MicroRNAs (miRNAs/miRs) are small non-coding RNA molecules that serve as endogenous regulators of gene expression (26) and are involved in a variety of vital biological processes (27–29). Previous studies have demonstrated that most miRNAs inhibit the metastasis of breast cancer and that their expression levels can be used as metastatic predictors. For example, miR-124 is considered an expression-rich miRNA (30–33), which is usually expressed at low levels and is implicated in hematological malignancies and solid tumors, including breast cancer (34–36). A previous study has reported that miR-124 expression is notably downregulated following treatment with E2 in ER positive breast cancer cells (37). CD151 is a member of tetraspanins that is characterized by 4 hydrophobic domains, and mediates signal transduction events associated with cell proliferation, activation and motility (38). It has been demonstrated that the CD151 protein can accelerate the progression of breast cancer (39). To the best of our knowledge, miR-124 is a negative regulator of breast cancer and it was hypothesized that E2 may regulate miR-124 and CD151 expression levels by GPER, which in turn will affect the proliferation, invasion and migration of breast cancer cells.

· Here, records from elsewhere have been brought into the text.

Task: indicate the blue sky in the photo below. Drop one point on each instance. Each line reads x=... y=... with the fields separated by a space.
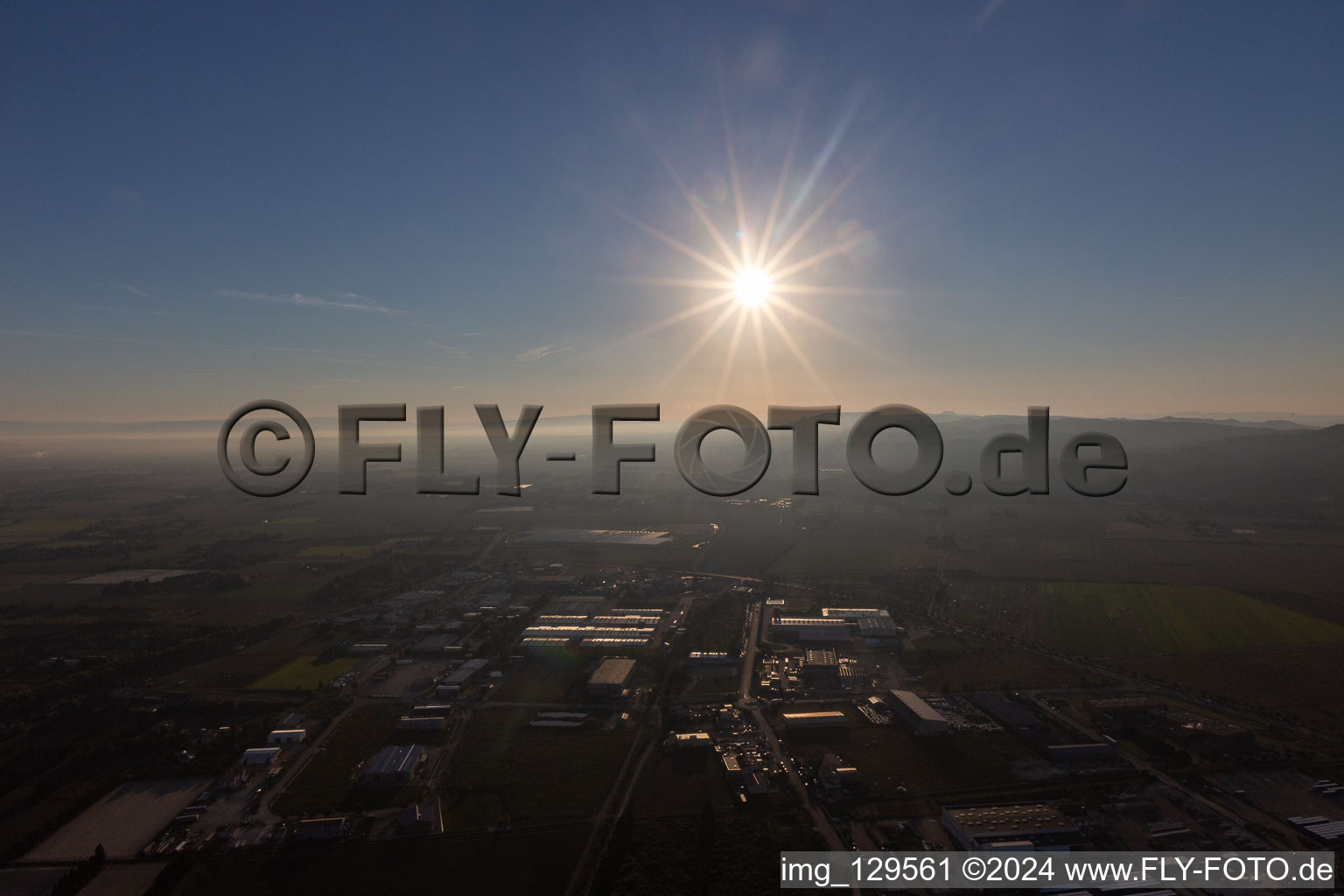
x=1110 y=208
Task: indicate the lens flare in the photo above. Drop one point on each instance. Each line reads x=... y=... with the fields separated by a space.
x=752 y=288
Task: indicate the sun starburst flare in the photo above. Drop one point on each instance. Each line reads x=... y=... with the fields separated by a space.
x=749 y=281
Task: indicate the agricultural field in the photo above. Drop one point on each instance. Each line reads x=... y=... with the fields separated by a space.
x=324 y=785
x=717 y=624
x=506 y=771
x=676 y=782
x=965 y=664
x=124 y=821
x=24 y=531
x=346 y=551
x=1135 y=620
x=900 y=765
x=305 y=673
x=1301 y=682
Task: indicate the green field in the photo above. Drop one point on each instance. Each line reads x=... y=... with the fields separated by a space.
x=506 y=771
x=304 y=673
x=1133 y=620
x=327 y=782
x=353 y=551
x=15 y=532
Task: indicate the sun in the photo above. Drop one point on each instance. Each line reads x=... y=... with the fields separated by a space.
x=752 y=288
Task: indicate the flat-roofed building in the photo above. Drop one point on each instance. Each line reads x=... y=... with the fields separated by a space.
x=913 y=712
x=1027 y=826
x=320 y=828
x=820 y=668
x=828 y=719
x=393 y=765
x=1124 y=707
x=692 y=739
x=261 y=755
x=286 y=737
x=611 y=679
x=1007 y=712
x=810 y=629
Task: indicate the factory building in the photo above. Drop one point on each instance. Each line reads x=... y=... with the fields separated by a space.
x=611 y=677
x=286 y=737
x=820 y=668
x=1012 y=826
x=393 y=765
x=463 y=676
x=634 y=633
x=541 y=647
x=831 y=719
x=1081 y=752
x=320 y=828
x=810 y=629
x=917 y=715
x=1008 y=713
x=261 y=755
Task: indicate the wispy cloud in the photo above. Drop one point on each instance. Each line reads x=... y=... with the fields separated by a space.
x=448 y=349
x=341 y=301
x=534 y=355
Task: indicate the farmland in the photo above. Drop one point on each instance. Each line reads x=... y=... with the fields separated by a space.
x=506 y=771
x=326 y=780
x=305 y=673
x=1135 y=620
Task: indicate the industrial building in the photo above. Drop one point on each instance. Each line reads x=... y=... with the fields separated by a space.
x=611 y=679
x=809 y=629
x=1008 y=713
x=393 y=765
x=261 y=755
x=640 y=633
x=463 y=676
x=692 y=739
x=286 y=737
x=1081 y=752
x=870 y=624
x=917 y=715
x=1028 y=826
x=320 y=828
x=831 y=719
x=539 y=647
x=820 y=668
x=1124 y=708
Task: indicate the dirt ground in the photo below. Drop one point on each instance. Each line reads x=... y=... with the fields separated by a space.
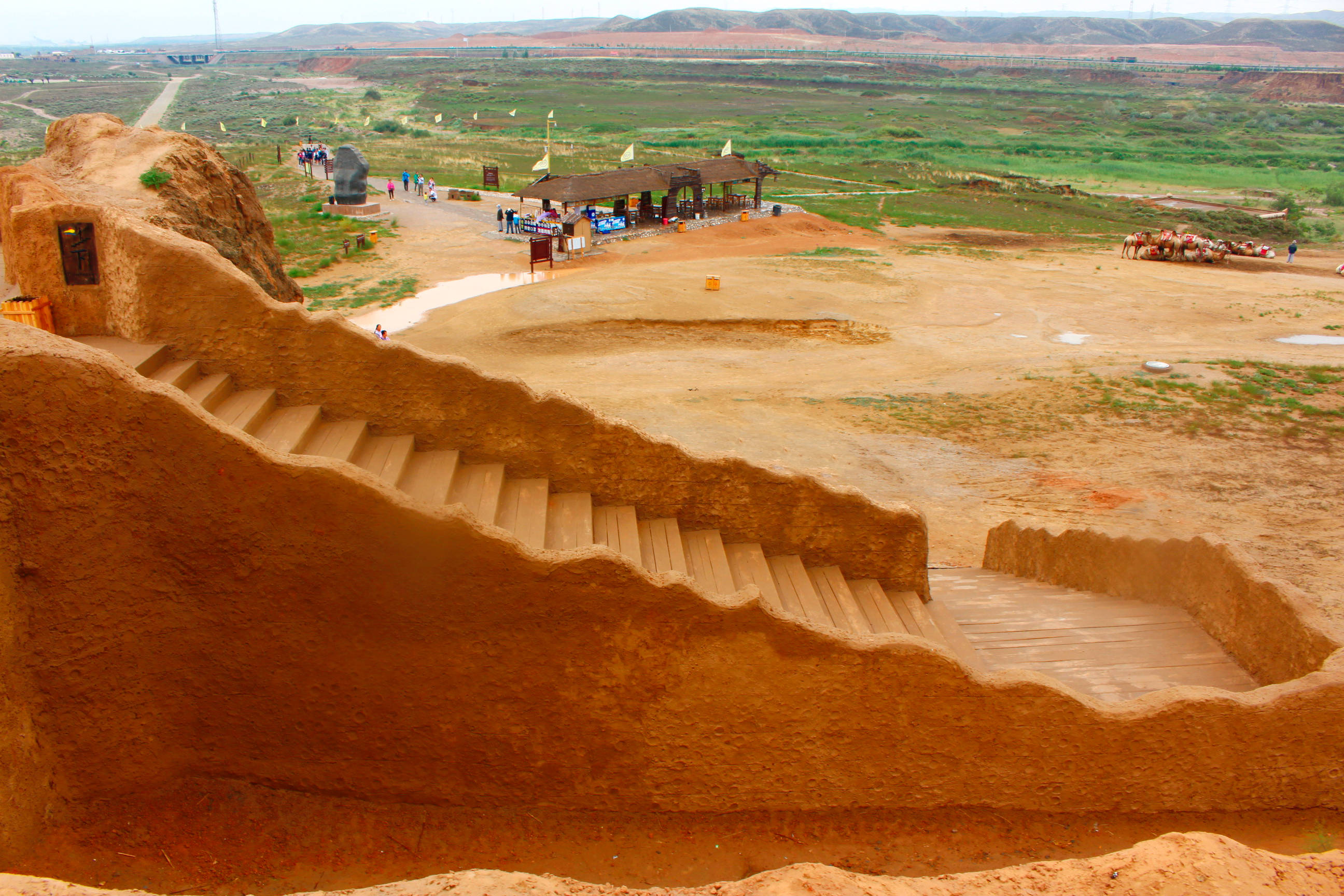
x=759 y=369
x=229 y=838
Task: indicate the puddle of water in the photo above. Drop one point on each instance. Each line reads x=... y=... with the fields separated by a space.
x=1309 y=339
x=412 y=311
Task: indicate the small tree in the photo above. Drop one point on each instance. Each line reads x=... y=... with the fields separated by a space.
x=155 y=178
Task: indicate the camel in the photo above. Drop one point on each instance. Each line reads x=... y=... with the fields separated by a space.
x=1133 y=242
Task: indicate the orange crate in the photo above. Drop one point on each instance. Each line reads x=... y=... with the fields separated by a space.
x=34 y=312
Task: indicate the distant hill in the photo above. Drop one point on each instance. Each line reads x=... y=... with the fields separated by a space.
x=342 y=34
x=1032 y=30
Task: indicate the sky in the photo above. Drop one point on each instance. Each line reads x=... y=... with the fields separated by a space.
x=101 y=22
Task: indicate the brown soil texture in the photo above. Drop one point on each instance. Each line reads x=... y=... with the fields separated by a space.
x=1195 y=864
x=1304 y=87
x=631 y=335
x=97 y=156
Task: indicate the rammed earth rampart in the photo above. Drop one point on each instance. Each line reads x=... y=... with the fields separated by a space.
x=179 y=599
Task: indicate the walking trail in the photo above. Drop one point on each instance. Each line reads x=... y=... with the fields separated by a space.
x=159 y=106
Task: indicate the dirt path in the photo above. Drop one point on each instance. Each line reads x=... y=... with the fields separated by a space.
x=155 y=113
x=955 y=312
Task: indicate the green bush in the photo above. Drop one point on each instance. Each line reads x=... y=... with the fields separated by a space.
x=155 y=178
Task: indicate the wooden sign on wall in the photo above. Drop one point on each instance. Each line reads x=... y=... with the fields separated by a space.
x=78 y=254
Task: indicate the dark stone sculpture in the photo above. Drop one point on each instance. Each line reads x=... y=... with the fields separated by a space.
x=351 y=176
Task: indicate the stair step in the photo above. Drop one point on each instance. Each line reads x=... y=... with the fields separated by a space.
x=246 y=410
x=144 y=359
x=288 y=428
x=429 y=476
x=707 y=561
x=386 y=456
x=797 y=594
x=569 y=522
x=841 y=604
x=179 y=374
x=212 y=390
x=877 y=608
x=619 y=530
x=341 y=440
x=478 y=487
x=522 y=510
x=660 y=546
x=955 y=637
x=916 y=608
x=748 y=565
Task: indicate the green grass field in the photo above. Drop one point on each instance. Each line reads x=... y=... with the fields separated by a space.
x=947 y=136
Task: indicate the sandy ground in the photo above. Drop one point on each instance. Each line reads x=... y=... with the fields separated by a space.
x=967 y=312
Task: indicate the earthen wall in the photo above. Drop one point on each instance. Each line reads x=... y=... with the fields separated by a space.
x=1268 y=626
x=212 y=608
x=159 y=287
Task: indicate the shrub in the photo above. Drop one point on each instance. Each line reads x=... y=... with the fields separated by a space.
x=155 y=178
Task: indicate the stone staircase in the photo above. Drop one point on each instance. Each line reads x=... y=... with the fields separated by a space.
x=545 y=520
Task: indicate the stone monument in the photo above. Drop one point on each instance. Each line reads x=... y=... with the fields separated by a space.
x=351 y=186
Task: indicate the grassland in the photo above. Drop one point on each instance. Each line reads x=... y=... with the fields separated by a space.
x=885 y=144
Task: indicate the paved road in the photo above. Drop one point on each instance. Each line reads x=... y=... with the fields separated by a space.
x=159 y=106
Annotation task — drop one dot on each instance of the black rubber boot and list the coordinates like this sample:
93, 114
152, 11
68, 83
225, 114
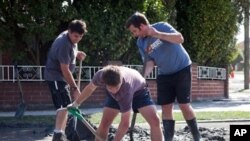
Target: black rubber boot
59, 137
192, 124
168, 126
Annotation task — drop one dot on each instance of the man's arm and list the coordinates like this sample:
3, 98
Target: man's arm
149, 66
176, 38
81, 55
123, 126
70, 80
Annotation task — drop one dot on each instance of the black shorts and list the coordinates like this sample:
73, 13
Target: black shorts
141, 99
60, 93
174, 86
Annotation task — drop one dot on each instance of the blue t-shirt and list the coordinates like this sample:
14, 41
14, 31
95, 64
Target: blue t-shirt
62, 51
132, 81
169, 57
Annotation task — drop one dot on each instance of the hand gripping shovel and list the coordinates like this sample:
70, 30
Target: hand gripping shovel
76, 112
22, 106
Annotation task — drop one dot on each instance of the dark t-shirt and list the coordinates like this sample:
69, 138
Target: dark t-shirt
132, 81
62, 52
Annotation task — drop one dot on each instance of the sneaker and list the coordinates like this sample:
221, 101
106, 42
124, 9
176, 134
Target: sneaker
59, 137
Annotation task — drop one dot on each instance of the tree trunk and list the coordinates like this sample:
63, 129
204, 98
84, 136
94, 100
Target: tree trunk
246, 47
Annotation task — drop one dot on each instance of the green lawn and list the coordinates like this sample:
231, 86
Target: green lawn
95, 118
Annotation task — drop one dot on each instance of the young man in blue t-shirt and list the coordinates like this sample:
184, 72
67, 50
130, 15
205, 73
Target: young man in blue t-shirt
160, 44
60, 64
127, 91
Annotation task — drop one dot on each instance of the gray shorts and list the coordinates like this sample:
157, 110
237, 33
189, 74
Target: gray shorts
175, 86
60, 93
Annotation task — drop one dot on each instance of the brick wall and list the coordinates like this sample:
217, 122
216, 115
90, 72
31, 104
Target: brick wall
37, 95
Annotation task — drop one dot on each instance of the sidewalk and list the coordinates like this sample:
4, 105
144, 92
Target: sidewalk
238, 101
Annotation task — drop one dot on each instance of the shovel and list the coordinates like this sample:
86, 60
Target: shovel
77, 113
22, 106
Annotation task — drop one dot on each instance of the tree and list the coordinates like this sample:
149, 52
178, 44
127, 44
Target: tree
243, 5
28, 26
107, 39
209, 28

In the present study, the potential internal molecular mechanism was investigated with regards to the proliferation, invasion and migration of breast cancer cells. The experiments aimed to investigate the interaction between E2-GPER signaling and alteration in the expression levels of miR-124 and CD151, and the progression of breast cancer cell metastasis. The results of the present study may provide a potential novel approach to the treatment and prognosis of breast carcinomas.

Materials and methods

Cell culture and treatment

The human ER-positive breast cancer cell line, MCF-7, was purchased from Type Culture Collection of the Chinese Academy of Sciences (Shanghai, China) and stored in liquid nitrogen. Cells were maintained in Dulbecco's modified Eagle's medium (DMEM, Invitrogen; Thermo Fisher Scientific, Inc.) supplemented with high glucose, 10% fetal bovine serum (FBS; HyClone; Cytiva) and 1% penicillin-streptomycin (Invitrogen; Thermo Fisher Scientific, Inc.), at 37°C with 5% CO2 in a humid environment.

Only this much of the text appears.